Les mycologues, à quelque titre que ce soit, ne peuvent se désintéresser de l’espéranto, cette langue annexe, si simple, si précise et si facile à apprendre. Elle n’est pas appelée à concurrencer aucune des langues existantes; elle a la prétention de laisser à chaque nation le génie de sa langue, et son seul but est de permettre à tous les hommes, de quelque nationalité qu’ils soient, de pouvoir se comprendre aussi bien par la parole que par l’écriture.

L’homme génial qui a réalisé une chose si longtemps cherchée est un Russe, le Dr Zamenof; et il l’a fait d’une façon si simple, si facile à comprendre, que quiconque veut se donner la peine de lire les règles très simples et peu nombreuses qu’il a établies comme base de sa langue, pourra dire comme César en modifiant quelque peu les trois mots historiques, veni, vidi, scivi (je suis venu, j’ai vu, j’ai su) que nous écrivons en espéranto mi venis, mi vidis, mi konis.

Les mycologues sont souvent appelés à se préoccuper des Champignons qui poussent dans des régions dont ils ne connaissent pas la langue: ils trouveront dans l’espéranto un moyen facile de correspondre avec des mycologues de cette région, soit pour leur demander des renseignements, soit pour répondre à leur demande. Il leur suffira pour cela de consulter l’annuaire des espérantistes, et sans nul doute ils trouveront dans la région qui les intéresse un correspondant qui se fera un plaisir de leur répondre en espéranto.

Quand nous aurons dit à nos lecteurs que pour apprendre toutes les règles de l’espéranto, et qui plus est pour les savoir, il faut moins de temps que pour lire un mauvais roman, nous voulons bien croire qu’il n’en est pas un qui ne voudra au moins essayer; et s’il essaie, c’est un adepte; il est séduit, il est pris dans l’engrenage. Il en fera plus ou moins, mais du moins, il saura toujours lire un texte espérantiste, une lettre; il possédera en un mot le mécanisme de cette langue, et si les circonstances se présentent, il complétera son bagage par la connaissance des mots.

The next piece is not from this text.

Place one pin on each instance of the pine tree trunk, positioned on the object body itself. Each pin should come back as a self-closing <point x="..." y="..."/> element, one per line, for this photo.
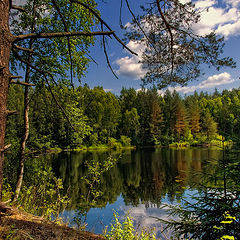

Dans le but de servir les deux causes, nous avons résumé aussi succinctement que possible les notions essentielles et suffisantes de l’espéranto et nous les avons groupées en quelques articles faciles à s’assimiler.

Ainsi, par exemple, le premier paragraphe comprend tout ce qui a rapport à l’alphabet et à la prononciation.

Le second, les parties du discours: substantifs, adjectifs, pronoms, adverbes, etc.